A Little Owl looked out from its hole in the chestnut tree for a moment before hastily retreating. They are really very unapproachable now, and the male owl seems to have become almost as nervous as his mate.
There was no sign of a Tawny Owl, though I went all round the local horse chestnut trees with binoculars.
The young Great Black-Backed Gull was on the Long Water near Peter Pan. It showed hostility to the Lesser Black-Backed and Herring Gulls, barging them out of the way as it moved about.
After I took this picture it flew off to the Serpentine. When I next came past the Long Water it was covered with young Herring Gulls, most of which usually stay on the Serpentine. I wondered whether the Greater Black-Back had attacked them.
There were four Mandarin drakes on the Long Water and one on the Round Pond, but only two females were visible. They may have started nesting. This is the female on the Round Pond, browsing with her mate on the gravel shore exposed by the engineering works, both of them evidently finding things to eat.
Also on the Round Pond, a pair of Coots had somehow managed to attach a nest to a small piece of projecting debris some distance out from the shore. They are very skilled at building nests in awkward places.
The Grey Heron at the Italian Garden is well aware that one of the ponds contains perch and carp of just the right size for a good meal.
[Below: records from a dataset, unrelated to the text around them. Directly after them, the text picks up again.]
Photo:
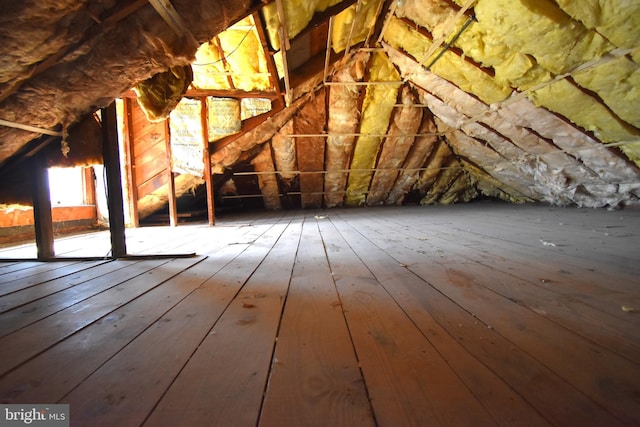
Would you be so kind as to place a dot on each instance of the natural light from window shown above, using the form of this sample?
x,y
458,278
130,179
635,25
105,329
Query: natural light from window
x,y
65,186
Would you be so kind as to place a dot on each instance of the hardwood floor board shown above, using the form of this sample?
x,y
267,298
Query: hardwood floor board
x,y
158,355
446,315
603,238
602,292
407,379
13,266
29,341
315,378
29,305
552,396
506,405
55,372
38,274
223,382
590,321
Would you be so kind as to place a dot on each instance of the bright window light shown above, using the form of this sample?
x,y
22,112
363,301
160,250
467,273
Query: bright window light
x,y
65,186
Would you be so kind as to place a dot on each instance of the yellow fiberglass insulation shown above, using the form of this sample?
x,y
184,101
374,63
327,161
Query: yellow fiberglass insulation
x,y
297,14
377,106
160,94
208,68
237,51
617,20
449,66
353,24
539,28
617,82
437,16
579,107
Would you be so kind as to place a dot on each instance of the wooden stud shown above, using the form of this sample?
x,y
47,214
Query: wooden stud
x,y
171,184
111,156
208,179
42,216
129,161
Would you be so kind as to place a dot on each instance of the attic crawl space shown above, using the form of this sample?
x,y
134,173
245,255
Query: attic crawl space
x,y
326,103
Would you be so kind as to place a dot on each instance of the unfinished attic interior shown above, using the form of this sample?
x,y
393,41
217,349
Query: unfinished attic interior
x,y
321,212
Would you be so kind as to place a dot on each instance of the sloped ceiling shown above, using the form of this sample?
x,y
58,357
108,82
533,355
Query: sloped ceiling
x,y
427,101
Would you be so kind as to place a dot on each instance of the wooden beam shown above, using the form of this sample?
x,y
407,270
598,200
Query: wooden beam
x,y
111,157
42,209
171,184
220,93
208,179
129,161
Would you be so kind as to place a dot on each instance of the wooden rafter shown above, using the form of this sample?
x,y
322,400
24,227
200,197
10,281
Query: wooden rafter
x,y
93,33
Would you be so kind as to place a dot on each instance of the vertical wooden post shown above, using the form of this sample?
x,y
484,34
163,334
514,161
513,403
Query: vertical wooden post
x,y
208,179
42,217
171,183
111,158
129,161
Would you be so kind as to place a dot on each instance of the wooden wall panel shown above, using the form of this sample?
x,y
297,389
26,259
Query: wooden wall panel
x,y
310,150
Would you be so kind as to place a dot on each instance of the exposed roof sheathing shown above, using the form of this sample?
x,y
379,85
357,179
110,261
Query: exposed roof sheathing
x,y
431,101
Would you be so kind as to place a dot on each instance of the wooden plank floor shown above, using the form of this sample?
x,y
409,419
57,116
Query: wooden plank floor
x,y
476,315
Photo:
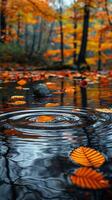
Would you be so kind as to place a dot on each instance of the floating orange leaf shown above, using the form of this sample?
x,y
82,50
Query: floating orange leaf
x,y
21,82
45,118
17,97
52,104
87,157
89,178
18,103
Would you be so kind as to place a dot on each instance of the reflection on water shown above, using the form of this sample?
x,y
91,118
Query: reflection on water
x,y
35,162
64,92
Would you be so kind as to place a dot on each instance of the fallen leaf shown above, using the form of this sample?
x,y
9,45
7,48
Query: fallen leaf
x,y
89,178
87,157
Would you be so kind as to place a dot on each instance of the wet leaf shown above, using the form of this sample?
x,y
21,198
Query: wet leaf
x,y
87,157
17,97
18,103
45,118
21,82
106,110
89,178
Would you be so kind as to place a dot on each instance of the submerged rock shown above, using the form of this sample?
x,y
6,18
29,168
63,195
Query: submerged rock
x,y
41,90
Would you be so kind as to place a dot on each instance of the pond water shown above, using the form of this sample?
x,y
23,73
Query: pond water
x,y
37,138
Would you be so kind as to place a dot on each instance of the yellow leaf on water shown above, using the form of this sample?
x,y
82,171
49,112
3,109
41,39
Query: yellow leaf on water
x,y
87,157
45,118
88,178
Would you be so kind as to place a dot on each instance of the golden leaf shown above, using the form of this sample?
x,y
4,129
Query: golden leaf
x,y
45,118
17,97
89,178
21,82
87,157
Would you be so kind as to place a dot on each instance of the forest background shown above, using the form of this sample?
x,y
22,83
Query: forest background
x,y
52,34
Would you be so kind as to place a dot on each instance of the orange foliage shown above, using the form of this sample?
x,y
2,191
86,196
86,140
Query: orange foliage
x,y
45,118
89,178
87,157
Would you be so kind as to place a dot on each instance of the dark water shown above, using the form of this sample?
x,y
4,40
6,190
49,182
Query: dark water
x,y
36,140
35,162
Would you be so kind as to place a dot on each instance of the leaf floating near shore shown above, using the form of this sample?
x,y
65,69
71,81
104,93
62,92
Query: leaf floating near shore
x,y
106,110
21,82
87,157
88,178
45,118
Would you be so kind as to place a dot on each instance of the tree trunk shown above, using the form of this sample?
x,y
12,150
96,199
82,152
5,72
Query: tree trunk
x,y
75,37
3,21
82,54
99,53
61,33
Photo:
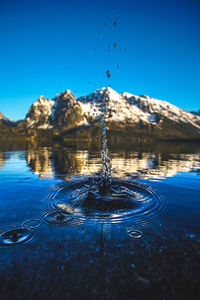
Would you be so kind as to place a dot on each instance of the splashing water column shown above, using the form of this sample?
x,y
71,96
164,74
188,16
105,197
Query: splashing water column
x,y
106,180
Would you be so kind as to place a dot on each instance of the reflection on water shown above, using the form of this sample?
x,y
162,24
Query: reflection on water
x,y
49,162
52,162
114,260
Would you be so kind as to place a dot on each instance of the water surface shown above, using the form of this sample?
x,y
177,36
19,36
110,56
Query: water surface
x,y
153,258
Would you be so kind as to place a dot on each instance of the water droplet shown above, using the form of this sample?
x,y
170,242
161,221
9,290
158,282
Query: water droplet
x,y
16,235
57,217
32,223
134,233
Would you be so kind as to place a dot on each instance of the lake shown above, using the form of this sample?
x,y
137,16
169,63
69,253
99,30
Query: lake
x,y
51,248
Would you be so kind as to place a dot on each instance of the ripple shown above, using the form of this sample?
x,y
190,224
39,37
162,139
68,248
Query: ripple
x,y
125,201
132,232
32,223
57,217
12,236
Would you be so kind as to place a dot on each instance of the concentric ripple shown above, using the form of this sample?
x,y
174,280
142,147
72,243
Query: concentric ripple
x,y
124,201
15,235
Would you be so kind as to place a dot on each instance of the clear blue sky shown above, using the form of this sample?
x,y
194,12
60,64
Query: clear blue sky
x,y
50,46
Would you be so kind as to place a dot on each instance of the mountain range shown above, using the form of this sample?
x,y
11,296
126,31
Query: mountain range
x,y
127,116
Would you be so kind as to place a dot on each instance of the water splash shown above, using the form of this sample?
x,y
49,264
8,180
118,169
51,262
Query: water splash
x,y
105,157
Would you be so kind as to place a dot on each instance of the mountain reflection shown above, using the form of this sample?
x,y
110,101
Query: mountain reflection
x,y
49,162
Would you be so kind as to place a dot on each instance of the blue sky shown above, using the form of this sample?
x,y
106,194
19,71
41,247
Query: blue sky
x,y
50,46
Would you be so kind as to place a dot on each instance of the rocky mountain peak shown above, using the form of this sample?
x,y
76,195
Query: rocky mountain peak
x,y
2,117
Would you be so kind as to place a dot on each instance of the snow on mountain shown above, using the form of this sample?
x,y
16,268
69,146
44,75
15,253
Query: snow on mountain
x,y
2,117
39,113
125,108
153,107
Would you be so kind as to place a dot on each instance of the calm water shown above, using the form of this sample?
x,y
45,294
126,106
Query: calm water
x,y
150,250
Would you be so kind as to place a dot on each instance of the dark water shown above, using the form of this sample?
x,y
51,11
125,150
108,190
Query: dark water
x,y
144,246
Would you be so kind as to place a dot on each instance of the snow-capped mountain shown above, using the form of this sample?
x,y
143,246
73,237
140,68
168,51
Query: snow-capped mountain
x,y
2,117
124,110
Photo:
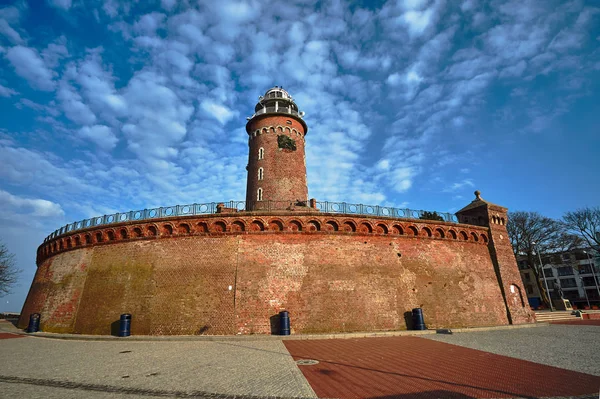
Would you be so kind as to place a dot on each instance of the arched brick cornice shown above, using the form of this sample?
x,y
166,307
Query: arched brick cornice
x,y
253,223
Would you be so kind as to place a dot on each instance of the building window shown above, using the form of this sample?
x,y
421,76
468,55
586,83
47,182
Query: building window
x,y
585,269
588,281
568,283
565,271
529,289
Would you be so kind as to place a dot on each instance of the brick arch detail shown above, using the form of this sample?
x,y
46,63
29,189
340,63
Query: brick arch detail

The problems from a heron's point of view are that the stone edge of the pond is too high for a fishing station, and that the fish hang around the clumps plants in the middle of the pond, too far out to reach from the edge. So here it is precariously balancing on the wire netting around one of the clumps.
There are plenty of St George's mushrooms in Kensington Gardens. These were found by Mario, who has advised me on fungi several times.